Methods: Patients were randomly assigned to 1 of 4 treatment groups and received 12 weeks of double-blind treatment. One group received MTX (7.5 mg/week with planned escalation to 20 mg/week), and 3 groups received pamapimod (50, 150, or 300 mg) once daily. The primary efficacy end point was the proportion of patients meeting the American College of Rheumatology 20% improvement criteria (achieving an ACR20 response) at 12 weeks. Secondary end points included ACR50 and ACR70 responses, change from baseline in the Disease Activity Score in 28 joints (DAS28), categorical analyses of DAS28/European League Against Rheumatism response, and change from baseline in each parameter of the ACR core set of measures. Safety monitoring included recording of adverse events (AEs), laboratory testing, immunology assessments, administration of electrocardiograms, and assessment of vital signs.

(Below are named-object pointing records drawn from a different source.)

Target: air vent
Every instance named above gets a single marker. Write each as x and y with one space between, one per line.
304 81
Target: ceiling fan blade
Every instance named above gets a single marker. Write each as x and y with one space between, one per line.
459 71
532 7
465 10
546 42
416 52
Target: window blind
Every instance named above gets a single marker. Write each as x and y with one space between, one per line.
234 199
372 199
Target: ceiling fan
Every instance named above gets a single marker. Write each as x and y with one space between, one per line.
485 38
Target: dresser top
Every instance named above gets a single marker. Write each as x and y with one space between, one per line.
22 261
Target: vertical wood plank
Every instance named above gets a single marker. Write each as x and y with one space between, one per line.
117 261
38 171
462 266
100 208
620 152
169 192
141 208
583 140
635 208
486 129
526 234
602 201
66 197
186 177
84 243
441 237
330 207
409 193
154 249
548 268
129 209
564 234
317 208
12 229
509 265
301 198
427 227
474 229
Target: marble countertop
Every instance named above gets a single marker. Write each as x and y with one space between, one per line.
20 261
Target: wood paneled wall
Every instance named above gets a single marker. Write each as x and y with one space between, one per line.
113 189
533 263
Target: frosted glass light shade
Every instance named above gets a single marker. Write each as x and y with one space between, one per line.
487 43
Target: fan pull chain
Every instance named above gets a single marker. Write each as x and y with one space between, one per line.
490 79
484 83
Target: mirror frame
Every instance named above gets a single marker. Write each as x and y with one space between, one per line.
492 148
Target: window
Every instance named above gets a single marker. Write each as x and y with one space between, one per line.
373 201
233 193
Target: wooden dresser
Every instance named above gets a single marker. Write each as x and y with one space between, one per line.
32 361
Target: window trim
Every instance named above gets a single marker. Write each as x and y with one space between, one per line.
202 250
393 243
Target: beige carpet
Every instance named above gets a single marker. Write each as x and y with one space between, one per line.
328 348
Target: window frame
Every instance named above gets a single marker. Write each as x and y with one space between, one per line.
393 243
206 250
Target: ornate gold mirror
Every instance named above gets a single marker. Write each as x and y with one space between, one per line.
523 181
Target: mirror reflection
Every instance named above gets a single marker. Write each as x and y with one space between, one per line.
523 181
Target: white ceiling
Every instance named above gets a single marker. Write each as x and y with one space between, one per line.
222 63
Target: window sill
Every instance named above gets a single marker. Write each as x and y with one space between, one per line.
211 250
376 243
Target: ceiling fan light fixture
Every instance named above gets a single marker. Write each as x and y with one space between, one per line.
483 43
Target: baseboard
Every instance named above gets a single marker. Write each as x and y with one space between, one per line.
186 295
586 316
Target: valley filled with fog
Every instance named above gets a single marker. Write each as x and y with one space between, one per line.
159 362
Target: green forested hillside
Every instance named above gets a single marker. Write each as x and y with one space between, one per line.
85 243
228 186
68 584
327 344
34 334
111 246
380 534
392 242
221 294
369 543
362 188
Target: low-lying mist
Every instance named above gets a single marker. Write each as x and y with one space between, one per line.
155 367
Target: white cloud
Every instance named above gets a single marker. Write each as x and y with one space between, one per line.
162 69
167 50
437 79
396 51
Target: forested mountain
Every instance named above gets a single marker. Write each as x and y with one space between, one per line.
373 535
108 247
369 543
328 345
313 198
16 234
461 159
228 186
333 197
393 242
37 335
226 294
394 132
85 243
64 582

Results: Patients assigned to receive MTX and pamapimod had similar demographics and baseline characteristics. At week 12, fewer patients taking pamapimod had an ACR20 response (23%, 18%, and 31% in the 50-, 150-, and 300-mg groups, respectively) compared with patients taking MTX (45%). Secondary efficacy end points showed a similar pattern. AEs were typically characterized as mild and included infections, skin disorders, and dizziness. Pamapimod was generally well tolerated, but the 300-mg dose appeared to be more toxic than either the 2 lower doses or MTX.
Conclusion: The present results showed that pamapimod was not as effective as MTX in the treatment of active RA.